Bashir shook his head. "There's some kind of interlock routine that's been interlaced with the program—O'Brien tried to break it out but he had to give up eventually. Apparently, the only way to get into it is by activating it with one of the CI modules." He made a few final adjustments. "There, that should do it." He glanced round at her. "All set?"
"Of course."
"Here goes, then." The holosuite's door slid open.
They stepped through and into darkness. As the door shut behind them, sealing away the corridor and completing the illusory world surrounding them, Dax quelled the twinge of physiological panic that accelerated her pulse for a few beats. She had spent so many hours poring over the transcripts of Wyoss's drug-induced ravings that she had a reasonable idea of what to expect. But the impact of the reality—or artificiality, she corrected herself—was still oppressive.
In the perceived distance around her and Bashir, a sulfur-tinged night fog clung to damp, crudely surfaced streets. The mists threaded between looming buildings of dirt-stained brick; empty windows gaped down upon them like the hollow eyes of idiot spectators. Ragged curtains fluttered listlessly across the glass teeth left in the broken frames. The blue radiance from the overhead streetlights barely penetrated the gloom, serving more to make the hallucinated night a tangible sensation upon the skin.
"Well. This is cheerful," said Bashir. He turned, studying the claustrophobic vista. "Sort of an exercise in negative mood induction, don't you think? It's got that—what did they use to call it?—that film-noir look to it."

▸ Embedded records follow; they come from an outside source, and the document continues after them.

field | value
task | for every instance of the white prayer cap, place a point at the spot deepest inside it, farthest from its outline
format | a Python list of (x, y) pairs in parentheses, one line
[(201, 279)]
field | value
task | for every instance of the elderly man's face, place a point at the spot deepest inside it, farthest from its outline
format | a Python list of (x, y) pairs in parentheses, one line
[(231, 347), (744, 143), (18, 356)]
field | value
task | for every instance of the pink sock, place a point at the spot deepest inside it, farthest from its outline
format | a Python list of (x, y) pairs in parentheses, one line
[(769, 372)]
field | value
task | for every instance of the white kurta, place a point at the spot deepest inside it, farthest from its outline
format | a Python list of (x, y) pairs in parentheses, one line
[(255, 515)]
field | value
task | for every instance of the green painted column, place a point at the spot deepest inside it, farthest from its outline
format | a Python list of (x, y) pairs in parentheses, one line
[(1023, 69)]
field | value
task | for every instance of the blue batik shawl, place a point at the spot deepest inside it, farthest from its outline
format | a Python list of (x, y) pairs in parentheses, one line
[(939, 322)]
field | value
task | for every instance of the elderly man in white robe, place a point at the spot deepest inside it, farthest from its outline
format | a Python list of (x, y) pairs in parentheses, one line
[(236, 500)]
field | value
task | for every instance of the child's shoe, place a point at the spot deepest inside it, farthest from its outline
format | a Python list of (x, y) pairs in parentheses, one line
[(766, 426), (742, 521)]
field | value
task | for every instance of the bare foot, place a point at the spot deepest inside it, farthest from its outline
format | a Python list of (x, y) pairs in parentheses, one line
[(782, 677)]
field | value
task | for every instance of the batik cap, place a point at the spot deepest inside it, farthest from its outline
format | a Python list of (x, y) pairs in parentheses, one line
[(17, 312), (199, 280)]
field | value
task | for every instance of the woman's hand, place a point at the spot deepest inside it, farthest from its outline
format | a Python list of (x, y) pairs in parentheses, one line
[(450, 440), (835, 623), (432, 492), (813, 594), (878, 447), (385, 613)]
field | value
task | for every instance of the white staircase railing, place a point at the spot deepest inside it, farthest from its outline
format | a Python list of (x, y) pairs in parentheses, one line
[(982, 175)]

She caught the reference to the ancient art form, the cinema of the late twentieth century having been a limited sensory-input predecessor to the holosuites themselves. "If by that you mean overtly depressing, I'd have to agree."
"It has a certain bleak charm, I guess. Though if I had known this was what was going on inside Ahrmant Wyoss's head, I would have argued for pharmaceutical intervention." Dax took a step forward; a sudden wave of dizziness swept across her, n
early toppling her from her feet. She felt Bashir catch her by one arm and around the shoulder.

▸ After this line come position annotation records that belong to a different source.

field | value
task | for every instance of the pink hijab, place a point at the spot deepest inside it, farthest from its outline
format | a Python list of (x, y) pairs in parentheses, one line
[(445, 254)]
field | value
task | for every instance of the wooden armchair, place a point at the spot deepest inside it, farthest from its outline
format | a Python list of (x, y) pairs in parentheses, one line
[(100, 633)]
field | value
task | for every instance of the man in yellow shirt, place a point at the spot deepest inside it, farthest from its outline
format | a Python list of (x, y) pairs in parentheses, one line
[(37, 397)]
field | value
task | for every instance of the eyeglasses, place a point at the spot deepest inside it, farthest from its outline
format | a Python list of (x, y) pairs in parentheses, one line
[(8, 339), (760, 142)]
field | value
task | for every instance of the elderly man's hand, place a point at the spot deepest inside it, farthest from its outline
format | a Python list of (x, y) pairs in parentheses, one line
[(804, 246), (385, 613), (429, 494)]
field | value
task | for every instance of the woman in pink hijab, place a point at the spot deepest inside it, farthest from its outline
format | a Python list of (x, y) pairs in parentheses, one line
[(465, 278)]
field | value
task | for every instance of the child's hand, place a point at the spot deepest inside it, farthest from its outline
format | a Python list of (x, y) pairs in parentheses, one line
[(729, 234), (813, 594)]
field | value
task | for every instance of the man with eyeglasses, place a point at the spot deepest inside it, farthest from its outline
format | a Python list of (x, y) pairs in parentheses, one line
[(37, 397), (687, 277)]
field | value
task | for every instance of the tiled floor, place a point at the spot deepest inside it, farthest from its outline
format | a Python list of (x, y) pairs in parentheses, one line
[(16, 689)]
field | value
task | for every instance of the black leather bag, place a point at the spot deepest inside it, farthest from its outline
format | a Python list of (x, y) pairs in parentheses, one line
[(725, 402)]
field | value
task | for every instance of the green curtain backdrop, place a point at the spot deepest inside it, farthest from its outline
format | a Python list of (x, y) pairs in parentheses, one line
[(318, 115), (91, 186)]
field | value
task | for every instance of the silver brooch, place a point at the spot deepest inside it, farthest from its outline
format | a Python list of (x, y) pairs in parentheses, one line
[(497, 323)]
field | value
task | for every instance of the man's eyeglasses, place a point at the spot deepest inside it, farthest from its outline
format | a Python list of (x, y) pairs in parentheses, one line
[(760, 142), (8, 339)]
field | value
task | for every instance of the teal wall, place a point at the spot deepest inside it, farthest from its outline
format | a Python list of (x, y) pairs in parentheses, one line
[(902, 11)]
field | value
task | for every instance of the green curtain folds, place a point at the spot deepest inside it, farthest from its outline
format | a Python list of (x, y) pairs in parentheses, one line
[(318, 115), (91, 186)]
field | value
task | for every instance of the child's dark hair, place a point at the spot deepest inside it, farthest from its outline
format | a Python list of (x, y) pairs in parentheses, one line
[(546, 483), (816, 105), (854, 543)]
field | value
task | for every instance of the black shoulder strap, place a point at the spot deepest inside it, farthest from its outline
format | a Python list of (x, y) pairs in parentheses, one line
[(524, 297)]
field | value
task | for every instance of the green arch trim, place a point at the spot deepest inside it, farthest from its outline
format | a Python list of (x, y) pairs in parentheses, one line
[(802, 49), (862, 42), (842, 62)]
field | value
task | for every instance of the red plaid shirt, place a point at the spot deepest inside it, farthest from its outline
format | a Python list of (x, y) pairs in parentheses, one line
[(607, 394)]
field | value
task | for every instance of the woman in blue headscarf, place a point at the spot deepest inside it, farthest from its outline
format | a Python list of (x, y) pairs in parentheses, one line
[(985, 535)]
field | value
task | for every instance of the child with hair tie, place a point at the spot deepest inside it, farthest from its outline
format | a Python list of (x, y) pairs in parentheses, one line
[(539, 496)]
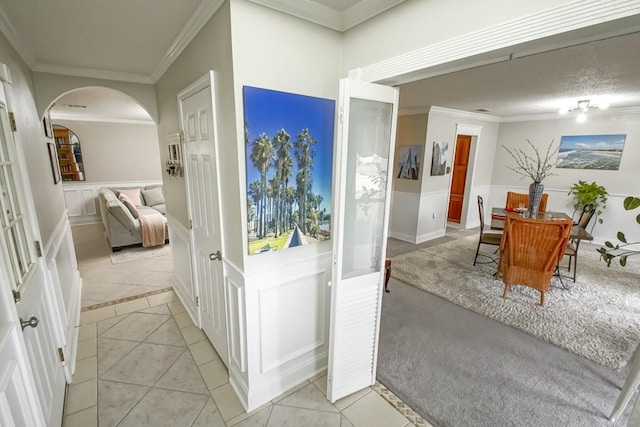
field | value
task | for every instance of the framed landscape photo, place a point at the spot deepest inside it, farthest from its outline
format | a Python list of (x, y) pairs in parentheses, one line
[(591, 151), (289, 169)]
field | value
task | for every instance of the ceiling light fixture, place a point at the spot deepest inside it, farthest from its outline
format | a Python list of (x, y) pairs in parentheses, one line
[(583, 107)]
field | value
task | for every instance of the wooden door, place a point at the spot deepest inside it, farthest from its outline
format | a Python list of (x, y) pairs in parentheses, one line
[(460, 164), (201, 163)]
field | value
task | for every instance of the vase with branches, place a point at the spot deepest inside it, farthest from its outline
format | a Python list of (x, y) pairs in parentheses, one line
[(535, 166)]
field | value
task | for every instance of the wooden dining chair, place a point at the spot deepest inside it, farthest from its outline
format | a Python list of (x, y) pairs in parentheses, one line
[(514, 200), (485, 238), (530, 252), (572, 247)]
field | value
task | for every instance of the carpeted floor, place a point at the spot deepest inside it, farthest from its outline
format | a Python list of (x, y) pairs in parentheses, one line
[(138, 253), (457, 368), (598, 317)]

"Are you all right?" He peered in concern at her. "What's wrong?"
"I don't know—" She felt weak, as though Bashir's grasp was all that kept her standing upright. She pressed one hand to her brow. "I seem to be experiencing some kind of processing lag." Around her, as she raised her head, she saw not the illusory city, but the actual walls of the holosuite chamber itself, the hexagonal grid of percept transmitters and low-level tractor-beam apertures. Beneath her feet, she perceived bare metal rather than the rough surface of hallucinated asphalt and stone. "All of a sudden, I'm not picking up the sensory effects. Wait a minute. . . ." Dax held out her hand. The walls faded a bit, enough to be overlaid with ghost images of the programmed buildings. "Something's off—the effects are erratic. . . ."
Bashir glanced over his shoulder. "It seems to be working all right for me. Unusually solid for a holosuite, in fact." He turned back to her, studying her eyes. "It must have something to do with the cortical-induction module—I can't think of any other explanation." He nodded. "That must be it. Plus your being a Trill—the CI technology works directly on the user's neurosystem, instead of just feeding in stimuli through the sense organs the way unaltered holosuites do. The problem must be that in your case, there's two neurosystems operating in tandem, the humanoid one and the symbiont's. The two systems are obviously different enough that they're not experiencing the CI module's effects at exactly the same rate—you're like a subspace receiver catching two transmissions at the same time and scrambling them together."